Displaying live citybike data by pulling geojson every N second. Javascript: Leaflet, realtime. Super-simple python backend
Bike stations are shown as bike and locks symbols. Orange means 3 or fewer bikes or locks, red = none, and green > 3 available.
Leaflet Javascript map client augmented with leaflet-realtime for updating the data every N second. (N = 20 seconds in current implementation). This is done by http get to a geojson file which resides at our backend.
Backend can be any web server capable of updating and publishing the appropriate geojson-file with appropriate CORS permissions (or circimventing the problem by adding the http header accept-origin:*
, no matter what). Or serve this geojson-file from the same web server as the map frontend, and you'll be same origin, avoiding the need for CORS (cross origin).
I've played with two different backends:
- A super-simple python script run regulary at pythonanywhere
- Flows in node-red run at a cloud linux machine.
https://nodered.org/ is fantastic for this kind of thing. My flows for pulling bicycle data from Trondheim and Oslo are included in the repos. They are very far from optimal and elegant, but considering this is my very first node-red project I'm not too picky.

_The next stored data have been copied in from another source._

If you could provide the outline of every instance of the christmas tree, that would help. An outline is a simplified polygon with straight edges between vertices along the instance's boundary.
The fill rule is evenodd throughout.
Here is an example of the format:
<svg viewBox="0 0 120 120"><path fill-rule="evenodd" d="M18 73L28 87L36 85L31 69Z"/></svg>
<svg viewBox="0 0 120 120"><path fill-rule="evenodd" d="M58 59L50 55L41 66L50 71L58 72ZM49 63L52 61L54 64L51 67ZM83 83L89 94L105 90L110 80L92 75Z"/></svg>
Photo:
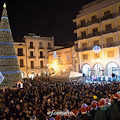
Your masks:
<svg viewBox="0 0 120 120"><path fill-rule="evenodd" d="M0 87L14 87L22 82L5 3L0 23L0 72L4 76Z"/></svg>

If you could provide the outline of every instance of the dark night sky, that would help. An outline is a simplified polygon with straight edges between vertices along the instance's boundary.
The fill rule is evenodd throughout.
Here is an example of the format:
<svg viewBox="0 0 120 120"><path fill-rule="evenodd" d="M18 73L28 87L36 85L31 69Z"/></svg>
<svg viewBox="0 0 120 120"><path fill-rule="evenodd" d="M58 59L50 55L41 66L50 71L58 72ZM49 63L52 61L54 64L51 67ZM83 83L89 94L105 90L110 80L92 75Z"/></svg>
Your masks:
<svg viewBox="0 0 120 120"><path fill-rule="evenodd" d="M5 1L5 0L4 0ZM55 44L76 40L76 17L83 5L93 0L6 0L14 39L27 33L54 36ZM3 1L0 0L0 16ZM20 41L20 40L19 40Z"/></svg>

The process is as follows:
- Pull location data (lat, lon) and names of city stations once each hour, put them in local mongodb
- Pull city bike station updates every 10th second, merge with station data from local mongodb, dump geojson
This was the quickest solution I could whip up at short notice. Web server is python flask app run at pythonanywhere, but can run on any machine with python >= 3.4 able to serve files on internet with appropriate. The script pulls two data sets from Oslo bysykkel, puts the data in pandas dataframes and merges them on common ID. This dataframe becomes a Geodataframe geopandas, which is then dumped to geojson.
The disadvantage of using generic dataframes / geodataframes is that they are resource intensive, so Pythonanywhere.com keeps nagging me with your processes are in the tar pit. The problem is essentially merging two datastructures (list and dicts), and write out a geojson. Just hardcoding that in plain python isn't exactly difficult, and will probably be far less resource-intensive. But if you're familiar with pandas and geodataframes, my solution was quickest to write...
The script pythonbackend/bysykkeloslo.py
runs an infinite loop fetching data from https://developer.oslobysykkel.no/ . We have a merge process, where presumably static data with station locations (pulled once) are merged with fresh status updates (pulled every 15th second).
I have implemented the tips from https://help.pythonanywhere.com/pages/LongRunningTasks/ to keep the process running smoothly. Only one instance of this script can run at any time. Every hour we try to start a new process. If one process is running we let it be, if not we start a new one.
If (or rather when, see next paragrahp) the script crashes the data won't be updated before the next time we restart the script. Worst case is data will be close to an hour old before we've restarted. Of course, that's assuming valid data actually are available from the API.
There is absolutely NO input validation. The process WILL CRASH if the next REST GET operation does not go through or return incomplete data. Battle hardening with appropriate tests is straightforward, but left as exercise to the reader.
Another (easier) option is to delete the while-loop and just run the script once every N second.
The script debug_bysykkeloslo.py
will read the specific geojson-file, modify the number of available locks and bicycles and write back again. Infinite while-loop, process is repeated every 17th second.